Okay so admitting my fears, the ones deep in my heart, isn’t always easy for me. The women in my family are strong and tend to withstand the storms of life quite well and manage to shed or heal from the emotional and mental debris pretty quickly with minimal scars to show for the most part.
Last year is over, quite possibly it will rank up there as one of the top 5 worst by the time I breathe my last, which won’t be for a long time to come I do so hope. This road I’ve traveled called LIFE has been known to take me over some very rough terrain and 2010 was no exception.
When I marry it is for life. I take very seriously the vows, the covenant of marriage, made before God, family and friends. I will stay in a bad situation because of the level of commitment I make. Both marriages ended because the husband side bailed on those carefully chosen words and promises. The first marriage only lasted a few years, the second almost 22! My heart was very nearly destroyed this time, and I swear it hurt to even breathe for quite some time.
I built a very protective wall around what was left and vowed never to allow myself to be so vulnerable again, to FEEL again the kind of love that would give of myself forever. With the aid of Lexapro I was able to flat line enough not to really FEEL anything at any depth and that was a good thing (better living through chemistry!). And then I met Mr. Wonderful. I knew him from years ago but now I really KNOW him. For four months we’ve been getting to know each other and some how my heart began to feel in spite of me. And I feared it must be pretty strong to make it beyond the comfortably numb existence of the medication.

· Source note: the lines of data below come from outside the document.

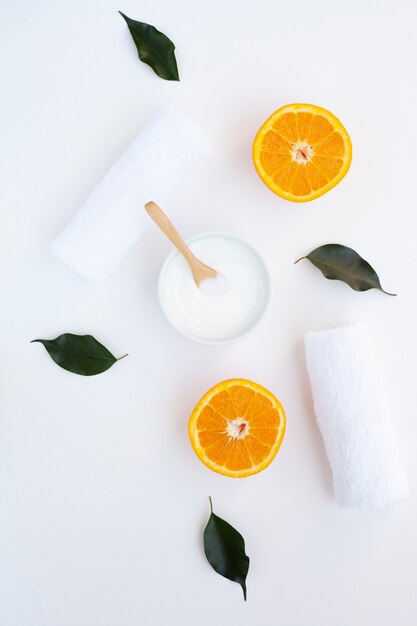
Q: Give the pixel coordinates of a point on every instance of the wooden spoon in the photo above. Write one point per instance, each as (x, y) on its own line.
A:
(199, 270)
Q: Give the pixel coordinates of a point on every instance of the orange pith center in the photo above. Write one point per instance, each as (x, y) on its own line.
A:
(237, 428)
(302, 152)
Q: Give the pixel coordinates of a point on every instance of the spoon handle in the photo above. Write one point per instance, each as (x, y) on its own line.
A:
(168, 228)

Recently I reduced the medication taking only half the prescribed dose. Don’t worry I asked the Doc to dial it back some, knowing it was perhaps a bit too high when the news of my mother’s cancer returning did not bring tears. Oh I FELT the fear but could not express it, I could not cry though I felt the cry there. It has been a week and feeling is back.
In church Sunday for the first time in so very long the tears came and flowed, sweet release at last of the feelings inside. This is, as Martha Stewart would say, a very good thing.
Trouble is with the feelings able to truly be felt and not just be something I am aware of, comes fear. I am able to fear things again, not irrationally or to extremes, but the FEELING that fear brings at times. And other feelings that make me scared.
I’m terrified of hurting again with the feelings I have for Mr. Wonderful. I feel things I have never felt for anyone else before (watch for part 2 of the Sexual Purity posts for more details), and I while I really want this to last I am not certain we are not both so jaded from broken hearts that it will never work. My heart, soul, mind and body are connected to him, to lose that will leave an incredible hole in me. I’m so confused and afraid right now, so unsure of the unknown and where he is in all of this.
I’m fearful about my mom’s cancer. She beat breast cancer 11 years ago. 2 years ago her appendix was invaded by a type of colon cancer and we had so hoped she beat that but it is back again. This is the 4th time I’ve had to face and accept her mortality (she also had a heart attack a few years ago), and it isn’t at all easy to consider her not being around for a long time to come.
I know I need to trust in the Lord to get me through whatever is to come, but sometimes that is SO hard. Fear is the enemy….
Psalm 18:1-3 (New King James Version)
1 I will love You, O LORD, my strength.
2 The LORD is my rock and my fortress and my deliverer;
My God, my strength, in whom I will trust;
My shield and the horn of my salvation, my stronghold.
3 I will call upon the LORD, who is worthy to be praised;
So shall I be saved from my enemies.